Волосы на его груди щекотали ее соски. Ей так это понравилось, что она потерлась об него. Восставшая плоть прижалась к ней, и Мишель подвинулась так, чтобы их бедра соединились. До чего же это прекрасно – быть в его объятиях.
– В одной из моих фантазий я делаю вот что.
Он подхватил ее и понес к кровати, уложил, развел бедра и встал между ними на колени. Потом снова стал целовать, долго, мучительно, пока она не заметалась по простыне.
И только тогда он лег на бок и коснулся ее живота.
– И еще вот это.
Его пальцы принялись обводить ее пупок, скользнули ниже. Она затаила дыхание.
– Не надо…
– Тебе не нравится?
Он творит настоящее волшебство!
– Нравится… но если ты не остановишься, я…
Продолжать она не смогла.

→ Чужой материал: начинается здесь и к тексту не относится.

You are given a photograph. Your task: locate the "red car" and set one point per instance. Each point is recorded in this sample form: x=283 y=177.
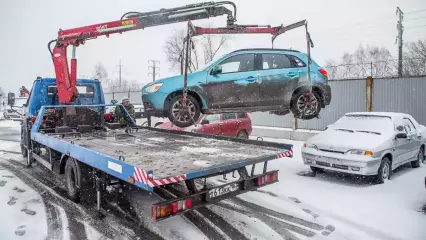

Он сводил ее с ума, дразня, пощипывая, поглаживая, готовя к своему вторжению. Голова его медленно клонилась все ниже… губы прижались к душистой ложбинке между грудями.
– В моей любимой фантазии ты любила это больше всего. Он поцеловал каждую грудь, облизывая соски до тех пор, пока она не выгнула спину. Ее ногти вонзились в его плечи. Она старалась заставить его поднять голову, чтобы лишить рассудка своими губами и языком, но Тео не поддавался, объяснив, что в этой фантазии она кончает первой.
Он лишил ее всякой способности сопротивляться и только потом неторопливо спустился вниз, осыпая поцелуями живот, щекоча пупок кончиком языка, и, наконец, оказался между ее шелковистых бедер.
Мишель плавилась, как снег под солнцем, содрогаясь в блаженных судорогах, выкрикивая что-то несвязное, цепляясь за него.